Reporter: Many educational leaders across New York are attending this event to learn new methods of making schools and districts inclusive.

William Siegel, of Westchester County School district, says that co-teaching is the best method of having inclusion in classrooms.

Siegel: “Where you have a generational education teacher, a content specialist, working alongside a special education teacher, a learning specialist.”

Reporter: He says that having both teachers and specialists involved in classrooms will enhance both the teacher and the student experience.

Siegel: “Helping them see all students as equally but being accessible. You have a classroom where there is joint responsibility for all of the learning.”

Reporter: Inclusion Fest is a three-day learning-intensive conference to create more equitable and inclusive classrooms, schools, and communities.
Gabrielle Riles, NCC News.

By Gabrielle Riles, SYRACUSE, N.Y. (NCC News) – The 11th Annual Summer Leadership Institute kicked off the inclusion festival on Monday in Syracuse.

This three-day intensive learning conference is designed to help teachers, educational leaders and school districts create more equitable and inclusive schools and communities.

There will be various seminars, workshops and keynote speakers each day of the fest.

The Westchester County school district is one of the many districts that will be presenting at the conference.

Assistant director of special services, Will Siegel, says the district will present “the implications of elementary schools being more inclusive.”

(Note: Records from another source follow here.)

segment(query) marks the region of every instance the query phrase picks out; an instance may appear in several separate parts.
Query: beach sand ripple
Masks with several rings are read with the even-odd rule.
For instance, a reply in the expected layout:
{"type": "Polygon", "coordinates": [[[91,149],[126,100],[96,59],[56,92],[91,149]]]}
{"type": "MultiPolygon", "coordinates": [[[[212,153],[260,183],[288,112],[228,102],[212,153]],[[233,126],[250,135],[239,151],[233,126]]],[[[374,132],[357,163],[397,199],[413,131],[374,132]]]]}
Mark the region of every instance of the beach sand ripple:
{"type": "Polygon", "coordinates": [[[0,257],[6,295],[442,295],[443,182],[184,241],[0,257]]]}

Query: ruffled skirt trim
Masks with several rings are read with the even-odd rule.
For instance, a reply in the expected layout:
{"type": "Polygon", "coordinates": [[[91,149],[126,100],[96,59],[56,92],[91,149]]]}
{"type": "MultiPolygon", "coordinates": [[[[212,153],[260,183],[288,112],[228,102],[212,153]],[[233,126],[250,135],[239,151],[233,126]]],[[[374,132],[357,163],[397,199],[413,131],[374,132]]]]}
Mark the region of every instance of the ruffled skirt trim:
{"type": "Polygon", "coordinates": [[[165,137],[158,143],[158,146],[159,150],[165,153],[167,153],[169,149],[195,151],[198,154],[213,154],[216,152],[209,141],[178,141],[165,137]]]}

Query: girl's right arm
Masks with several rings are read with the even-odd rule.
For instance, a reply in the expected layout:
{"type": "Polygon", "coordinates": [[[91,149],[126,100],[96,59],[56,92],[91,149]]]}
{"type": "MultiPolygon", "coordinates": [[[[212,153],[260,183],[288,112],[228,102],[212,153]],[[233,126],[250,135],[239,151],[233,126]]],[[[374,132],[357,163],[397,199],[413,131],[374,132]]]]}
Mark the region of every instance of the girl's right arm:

“We want to reduce the number of times kids are in pull out experiences. We want to make sure that the children are as mainstreamed as possible because the natural learning environment benefits every time.”

This is the district’s fourth year at the fest with 10 members in attendance. Siegel says they continue to attend because it is a school-wide initiative.

“In the past education has looked at the idea of pullouts as the only way to remediate most disabled students.”

Siegel said the strategy his school district has implemented will show that pulling kids out of the classroom doesn’t enhance the student experience.

“What we have been able to demonstrate in the last couple of years is actually by having inclusive practices, having mainstream experiences, having kids in with their peers of all different levels, that we see greater growth amongst all students not just academic but socially and emotionally as well.”

The Inclusion Fest is hosted at Syracuse University’s Goldstein Auditorium from August 5 through August 7.